Closed carolynzy closed 2 years ago
Hi @carolynzy , did you use option -c ?
No. I didn't use -c.
Will have a look later in the day
Hi @carolynzy , there were two issues here:
1) The code was taking only the default number of hits reported by BLASTP, now it takes as many as sequences in the cluster. See https://github.com/eead-csic-compbio/get_homologues/commit/561894a4809730b078a5ab49e5d9656df5914bce
2) The sequences in your sample cluster have redundant names, see:
perl -lne 'if(/^>(\S+)/){ print $1 }' 1228009_ubiquitin-like_prote.txt | sort -u |wc
355 355 4263
I have commited the changes, you should take care of sequence names on your side to resolve this limitation, Bruno
@eead-csic-compbio Thank you! I do have changed the name but don't know why I still uploaded the original version. Thank you very much!

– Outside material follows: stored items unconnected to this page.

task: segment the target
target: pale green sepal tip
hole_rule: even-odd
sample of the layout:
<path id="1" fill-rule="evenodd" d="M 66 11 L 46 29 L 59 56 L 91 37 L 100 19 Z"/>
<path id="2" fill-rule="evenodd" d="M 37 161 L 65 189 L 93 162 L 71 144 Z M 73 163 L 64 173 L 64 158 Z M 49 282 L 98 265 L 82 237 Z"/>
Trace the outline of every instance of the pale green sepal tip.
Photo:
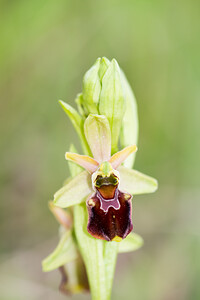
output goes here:
<path id="1" fill-rule="evenodd" d="M 125 239 L 119 243 L 118 253 L 125 253 L 138 250 L 144 244 L 143 238 L 136 233 L 131 232 Z"/>
<path id="2" fill-rule="evenodd" d="M 120 188 L 132 195 L 153 193 L 158 188 L 155 178 L 123 166 L 118 168 L 120 173 Z"/>
<path id="3" fill-rule="evenodd" d="M 56 249 L 42 261 L 44 272 L 52 271 L 77 259 L 77 251 L 72 239 L 71 231 L 67 231 L 62 236 Z"/>
<path id="4" fill-rule="evenodd" d="M 109 65 L 110 65 L 109 59 L 107 59 L 106 57 L 102 57 L 102 59 L 100 61 L 100 68 L 99 68 L 100 82 L 102 82 L 103 76 L 104 76 L 105 72 L 107 71 Z"/>
<path id="5" fill-rule="evenodd" d="M 83 122 L 84 122 L 83 118 L 69 104 L 65 103 L 62 100 L 59 100 L 58 102 L 61 105 L 64 112 L 68 115 L 68 117 L 70 118 L 74 128 L 76 129 L 76 131 L 79 135 L 79 138 L 81 140 L 81 144 L 82 144 L 82 147 L 83 147 L 84 151 L 90 154 L 89 146 L 87 144 L 87 141 L 85 139 L 85 135 L 84 135 L 84 132 L 83 132 Z"/>
<path id="6" fill-rule="evenodd" d="M 54 204 L 62 208 L 79 204 L 91 191 L 90 175 L 87 171 L 83 171 L 55 193 Z"/>
<path id="7" fill-rule="evenodd" d="M 79 132 L 80 131 L 80 127 L 81 127 L 81 122 L 82 122 L 81 116 L 69 104 L 65 103 L 62 100 L 59 100 L 58 102 L 61 105 L 61 107 L 64 110 L 64 112 L 69 116 L 69 118 L 72 121 L 72 124 L 74 125 L 75 129 L 77 130 L 77 132 Z"/>

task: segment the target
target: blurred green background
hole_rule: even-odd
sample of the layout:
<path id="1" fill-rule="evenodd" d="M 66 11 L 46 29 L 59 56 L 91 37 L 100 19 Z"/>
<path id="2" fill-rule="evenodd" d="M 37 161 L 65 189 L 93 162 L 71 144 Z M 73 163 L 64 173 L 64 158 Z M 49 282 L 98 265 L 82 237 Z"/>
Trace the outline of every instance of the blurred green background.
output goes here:
<path id="1" fill-rule="evenodd" d="M 0 1 L 0 299 L 65 299 L 41 260 L 57 243 L 47 202 L 68 175 L 73 104 L 97 57 L 117 59 L 140 119 L 135 168 L 159 180 L 133 202 L 144 247 L 119 255 L 113 299 L 200 299 L 200 2 Z M 89 299 L 89 295 L 73 299 Z"/>

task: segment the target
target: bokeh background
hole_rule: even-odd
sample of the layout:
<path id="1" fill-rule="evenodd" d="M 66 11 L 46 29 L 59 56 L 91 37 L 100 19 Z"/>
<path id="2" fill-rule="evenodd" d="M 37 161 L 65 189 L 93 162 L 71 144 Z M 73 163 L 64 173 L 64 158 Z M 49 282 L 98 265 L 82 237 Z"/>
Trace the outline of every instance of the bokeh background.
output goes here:
<path id="1" fill-rule="evenodd" d="M 64 300 L 41 260 L 57 244 L 48 200 L 68 175 L 73 104 L 97 57 L 117 59 L 140 119 L 135 168 L 159 180 L 133 202 L 144 247 L 119 255 L 113 299 L 200 299 L 200 2 L 0 2 L 0 299 Z M 89 295 L 73 299 L 89 299 Z"/>

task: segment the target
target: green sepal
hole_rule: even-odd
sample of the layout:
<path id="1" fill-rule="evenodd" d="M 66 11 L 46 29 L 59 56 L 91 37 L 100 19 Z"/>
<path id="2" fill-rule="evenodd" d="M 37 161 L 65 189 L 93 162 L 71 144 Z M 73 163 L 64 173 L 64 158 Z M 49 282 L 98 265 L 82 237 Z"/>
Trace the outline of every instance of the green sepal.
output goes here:
<path id="1" fill-rule="evenodd" d="M 126 110 L 122 120 L 121 132 L 120 132 L 120 145 L 121 148 L 125 148 L 130 145 L 137 145 L 138 141 L 138 112 L 137 103 L 130 84 L 121 70 L 121 78 L 124 86 Z M 132 153 L 123 163 L 127 168 L 132 168 L 135 160 L 136 153 Z"/>
<path id="2" fill-rule="evenodd" d="M 118 150 L 118 139 L 125 111 L 125 99 L 120 68 L 113 59 L 102 79 L 99 99 L 99 113 L 105 115 L 110 123 L 112 154 Z"/>
<path id="3" fill-rule="evenodd" d="M 158 188 L 155 178 L 123 166 L 118 168 L 120 173 L 120 188 L 132 195 L 153 193 Z"/>
<path id="4" fill-rule="evenodd" d="M 42 261 L 44 272 L 52 271 L 77 259 L 76 245 L 73 241 L 71 230 L 66 231 L 61 237 L 56 249 Z"/>
<path id="5" fill-rule="evenodd" d="M 79 204 L 92 191 L 91 176 L 83 171 L 55 193 L 54 204 L 62 208 Z"/>
<path id="6" fill-rule="evenodd" d="M 136 233 L 131 232 L 125 239 L 119 243 L 118 253 L 125 253 L 138 250 L 144 244 L 143 238 Z"/>
<path id="7" fill-rule="evenodd" d="M 111 149 L 111 132 L 107 118 L 90 114 L 84 123 L 84 132 L 94 158 L 108 161 Z"/>

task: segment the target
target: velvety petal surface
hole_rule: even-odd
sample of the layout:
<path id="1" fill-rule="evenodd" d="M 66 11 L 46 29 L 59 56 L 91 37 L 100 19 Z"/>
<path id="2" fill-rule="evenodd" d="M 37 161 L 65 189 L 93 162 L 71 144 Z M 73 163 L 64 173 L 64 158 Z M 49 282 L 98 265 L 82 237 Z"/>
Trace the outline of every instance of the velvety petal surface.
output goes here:
<path id="1" fill-rule="evenodd" d="M 87 229 L 95 238 L 120 241 L 132 230 L 131 196 L 118 191 L 118 198 L 114 201 L 119 203 L 119 208 L 115 209 L 110 203 L 109 209 L 105 211 L 101 208 L 102 203 L 97 193 L 88 199 L 89 220 Z"/>

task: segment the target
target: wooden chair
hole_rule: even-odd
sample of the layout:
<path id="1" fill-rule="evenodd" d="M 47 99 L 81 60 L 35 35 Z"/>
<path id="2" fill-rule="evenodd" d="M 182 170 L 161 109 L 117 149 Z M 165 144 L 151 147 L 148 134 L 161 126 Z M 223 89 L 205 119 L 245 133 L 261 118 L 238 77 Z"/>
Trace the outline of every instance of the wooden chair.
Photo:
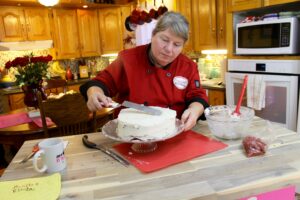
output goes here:
<path id="1" fill-rule="evenodd" d="M 80 93 L 64 94 L 60 98 L 47 100 L 42 100 L 41 93 L 38 93 L 38 101 L 46 137 L 52 136 L 49 135 L 46 117 L 56 124 L 59 136 L 95 132 L 96 114 L 94 112 L 91 116 Z M 91 127 L 88 125 L 90 122 Z"/>
<path id="2" fill-rule="evenodd" d="M 50 93 L 58 94 L 60 92 L 67 92 L 67 81 L 64 79 L 48 79 L 43 84 L 44 92 L 49 95 Z"/>

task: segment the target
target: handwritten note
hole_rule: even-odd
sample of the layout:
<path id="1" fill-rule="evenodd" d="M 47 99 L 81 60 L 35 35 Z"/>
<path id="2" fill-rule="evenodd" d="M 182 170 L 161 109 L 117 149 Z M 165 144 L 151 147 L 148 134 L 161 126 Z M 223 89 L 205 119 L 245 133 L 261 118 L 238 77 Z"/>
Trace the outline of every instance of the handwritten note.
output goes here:
<path id="1" fill-rule="evenodd" d="M 60 189 L 61 177 L 59 173 L 39 178 L 0 182 L 1 199 L 54 200 L 58 199 Z"/>

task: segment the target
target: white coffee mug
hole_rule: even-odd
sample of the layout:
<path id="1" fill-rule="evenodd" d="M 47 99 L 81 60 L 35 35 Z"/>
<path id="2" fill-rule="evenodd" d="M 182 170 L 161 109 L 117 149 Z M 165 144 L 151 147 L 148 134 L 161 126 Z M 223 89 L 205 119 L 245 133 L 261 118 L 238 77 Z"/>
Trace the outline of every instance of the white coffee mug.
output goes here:
<path id="1" fill-rule="evenodd" d="M 38 167 L 37 161 L 42 157 L 43 166 Z M 33 157 L 33 167 L 38 172 L 59 172 L 66 168 L 64 141 L 59 138 L 49 138 L 39 143 L 39 151 Z"/>

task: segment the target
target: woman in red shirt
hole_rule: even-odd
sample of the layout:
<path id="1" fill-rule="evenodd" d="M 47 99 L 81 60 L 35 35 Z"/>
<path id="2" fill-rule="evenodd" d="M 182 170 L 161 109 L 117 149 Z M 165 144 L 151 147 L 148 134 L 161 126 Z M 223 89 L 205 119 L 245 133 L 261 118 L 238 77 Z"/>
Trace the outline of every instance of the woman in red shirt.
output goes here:
<path id="1" fill-rule="evenodd" d="M 185 130 L 208 107 L 196 63 L 183 55 L 188 22 L 179 13 L 167 12 L 157 22 L 151 43 L 121 51 L 115 61 L 80 87 L 91 111 L 116 101 L 132 101 L 177 111 Z"/>

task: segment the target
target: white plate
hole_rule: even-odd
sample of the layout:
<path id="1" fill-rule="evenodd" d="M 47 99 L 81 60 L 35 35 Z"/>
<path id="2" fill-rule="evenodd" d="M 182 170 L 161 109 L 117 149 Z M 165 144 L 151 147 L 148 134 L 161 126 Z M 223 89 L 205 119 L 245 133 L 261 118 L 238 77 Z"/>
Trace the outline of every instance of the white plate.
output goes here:
<path id="1" fill-rule="evenodd" d="M 174 129 L 174 131 L 172 133 L 170 133 L 169 135 L 164 136 L 163 138 L 143 139 L 143 138 L 135 137 L 132 139 L 128 139 L 128 138 L 122 138 L 117 134 L 117 132 L 116 132 L 117 125 L 118 125 L 117 119 L 107 122 L 102 127 L 103 135 L 105 135 L 106 137 L 109 137 L 113 140 L 117 140 L 117 141 L 121 141 L 121 142 L 128 142 L 128 143 L 151 143 L 151 142 L 163 141 L 163 140 L 166 140 L 166 139 L 169 139 L 169 138 L 172 138 L 172 137 L 178 135 L 179 133 L 181 133 L 183 131 L 183 128 L 184 128 L 183 123 L 179 119 L 176 119 L 176 128 Z"/>

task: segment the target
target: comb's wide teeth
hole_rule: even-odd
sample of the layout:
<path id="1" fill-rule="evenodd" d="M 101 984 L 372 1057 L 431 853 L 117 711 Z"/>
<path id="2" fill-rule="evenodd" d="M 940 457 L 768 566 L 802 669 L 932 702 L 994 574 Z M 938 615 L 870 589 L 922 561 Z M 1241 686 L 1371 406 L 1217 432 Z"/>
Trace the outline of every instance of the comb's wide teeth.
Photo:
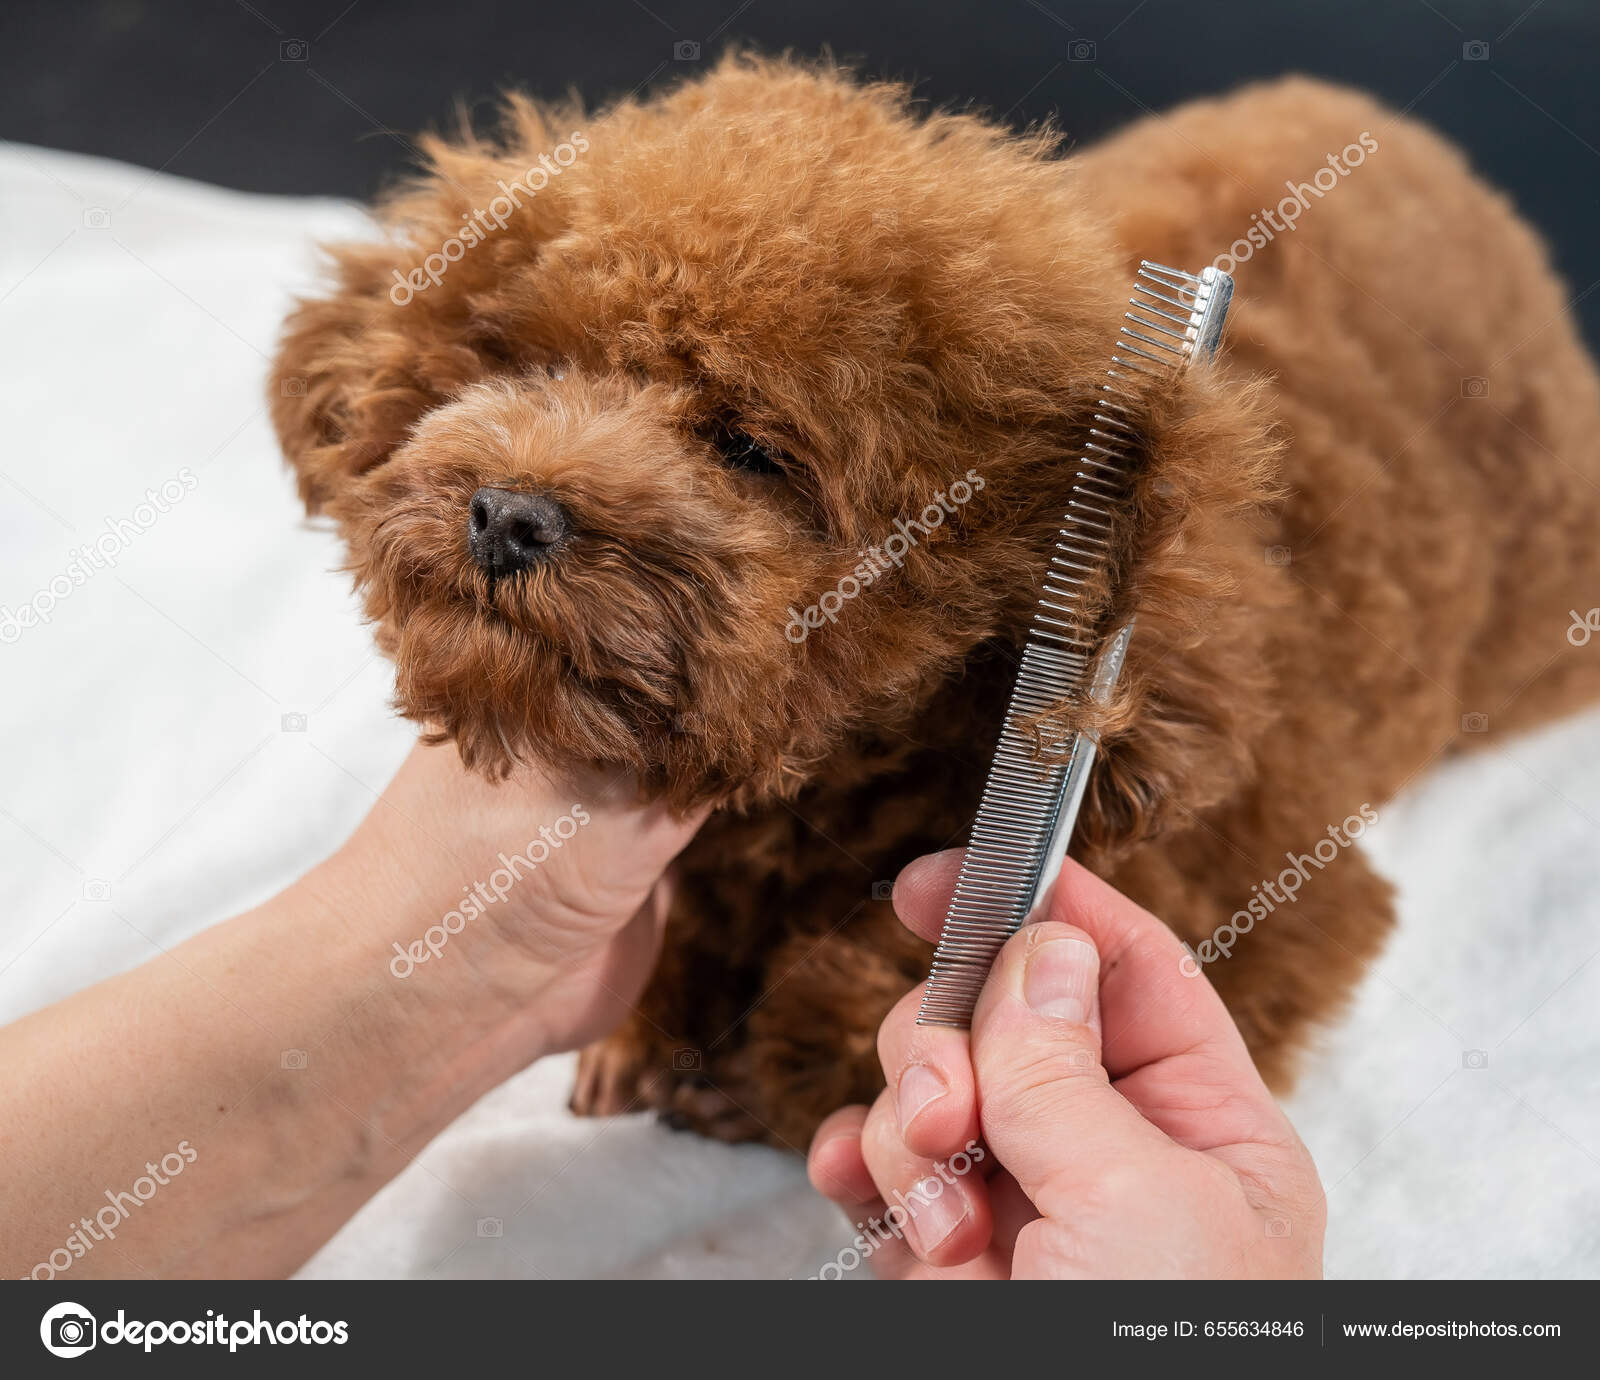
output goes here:
<path id="1" fill-rule="evenodd" d="M 971 1023 L 995 957 L 1027 918 L 1059 838 L 1058 820 L 1070 828 L 1062 800 L 1077 745 L 1046 743 L 1041 763 L 1028 726 L 1062 700 L 1088 693 L 1100 630 L 1086 601 L 1108 573 L 1114 515 L 1132 486 L 1141 448 L 1133 420 L 1139 396 L 1152 381 L 1215 349 L 1231 292 L 1232 280 L 1213 269 L 1196 277 L 1164 264 L 1139 267 L 1023 645 L 1000 745 L 917 1014 L 920 1025 L 965 1029 Z M 1116 642 L 1120 657 L 1126 633 Z M 1104 688 L 1097 683 L 1095 693 Z"/>

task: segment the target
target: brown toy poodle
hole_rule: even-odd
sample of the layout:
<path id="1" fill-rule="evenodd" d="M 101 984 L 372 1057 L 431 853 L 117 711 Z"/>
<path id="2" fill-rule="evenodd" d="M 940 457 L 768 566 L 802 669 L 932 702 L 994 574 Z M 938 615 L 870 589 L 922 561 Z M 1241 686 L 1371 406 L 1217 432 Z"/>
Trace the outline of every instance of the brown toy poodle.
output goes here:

Hi, I'm using annotate_cluster.pl on my clusters while I noticed a strange thing. Take cluster 1228009 for example, there are 421 sequences in this cluster. Every sequence has 64 aa. They are almost identical. However, when using annotate_cluster.pl, only 251 sequences would be aligned. I read the manual which said some short fragments could be left out due to not aligned to the longest sequence, which is not my case I think. log.annotate_cluster.1228009.txt 1228009_ubiquitin-like_prote.txt
I attached the fasta file as well as the log file. Would you please check this issue? Thank you!
P.S. I took a further look and found that it seems no matter how many sequences in the cluster, only a maximum of 251 sequences will be aligned despite the sequences are highly similar.